Article ID Journal Published Year Pages File Type
8764160 Medicine 2017 4 Pages PDF
Abstract
Tuberculous meningitis (TBM) is caused by Mycobacterium tuberculosis and kills or disables around a half of sufferers. It is most common in young children and individuals infected with HIV, but can affect all age groups. TBM presents with non-specific symptoms over days or weeks, followed by worsening headaches, fever and vomiting. Without antituberculosis chemotherapy, cranial nerve palsies (typically VIth and IIIrd) and hemiplegia may develop, and consciousness becomes impaired. Mortality exceeds 50% if the Glasgow Coma Scale score is <10/15 by the time the patient starts treatment. Early diagnosis and treatment improves outcome but is notoriously difficult as current laboratory tests lack sensitivity. Early empirical therapy is often required to improve survival. Rifampicin-based antituberculosis chemotherapy should be used whenever possible and given for 9-12 months.
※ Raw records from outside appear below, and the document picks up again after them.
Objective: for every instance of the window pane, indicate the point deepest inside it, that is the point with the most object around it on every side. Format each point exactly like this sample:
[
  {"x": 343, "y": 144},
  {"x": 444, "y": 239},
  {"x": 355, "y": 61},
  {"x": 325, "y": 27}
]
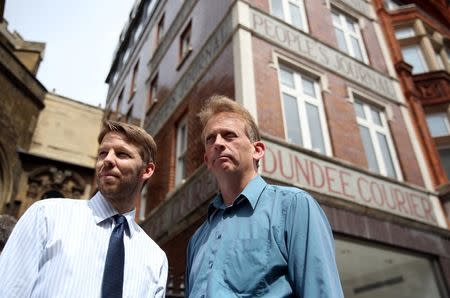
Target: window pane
[
  {"x": 368, "y": 149},
  {"x": 336, "y": 19},
  {"x": 359, "y": 109},
  {"x": 356, "y": 48},
  {"x": 370, "y": 271},
  {"x": 308, "y": 87},
  {"x": 341, "y": 40},
  {"x": 376, "y": 117},
  {"x": 277, "y": 8},
  {"x": 287, "y": 78},
  {"x": 445, "y": 159},
  {"x": 315, "y": 128},
  {"x": 439, "y": 61},
  {"x": 438, "y": 124},
  {"x": 387, "y": 158},
  {"x": 296, "y": 18},
  {"x": 294, "y": 134},
  {"x": 413, "y": 55},
  {"x": 350, "y": 25},
  {"x": 404, "y": 32}
]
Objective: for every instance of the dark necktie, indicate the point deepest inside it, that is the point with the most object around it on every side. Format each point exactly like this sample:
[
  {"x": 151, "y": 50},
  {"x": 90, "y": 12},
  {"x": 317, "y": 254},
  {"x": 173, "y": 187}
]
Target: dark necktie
[{"x": 112, "y": 285}]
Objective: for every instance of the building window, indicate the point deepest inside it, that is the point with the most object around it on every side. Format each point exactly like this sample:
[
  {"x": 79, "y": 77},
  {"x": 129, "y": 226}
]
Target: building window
[
  {"x": 439, "y": 61},
  {"x": 413, "y": 55},
  {"x": 143, "y": 202},
  {"x": 375, "y": 136},
  {"x": 413, "y": 40},
  {"x": 348, "y": 35},
  {"x": 393, "y": 4},
  {"x": 369, "y": 270},
  {"x": 150, "y": 6},
  {"x": 304, "y": 115},
  {"x": 129, "y": 115},
  {"x": 405, "y": 32},
  {"x": 138, "y": 32},
  {"x": 153, "y": 90},
  {"x": 160, "y": 30},
  {"x": 438, "y": 124},
  {"x": 133, "y": 81},
  {"x": 181, "y": 150},
  {"x": 444, "y": 154},
  {"x": 126, "y": 56},
  {"x": 185, "y": 43},
  {"x": 119, "y": 101},
  {"x": 291, "y": 11}
]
Adjunctive corticosteroids are recommended for all patients with TBM for the first 6-8 weeks of treatment, regardless of age, disease severity or HIV infection. Hydrocephalus, cerebral infarction and expanding tuberculoma are common complications of TBM, occurring at any time before or after treatment starts. Brain imaging, preferably with MRI, is recommended to assess the evolution and management of these complications. Ventriculo-peritoneal shunting should be considered in patients with hydrocephalus and falling consciousness.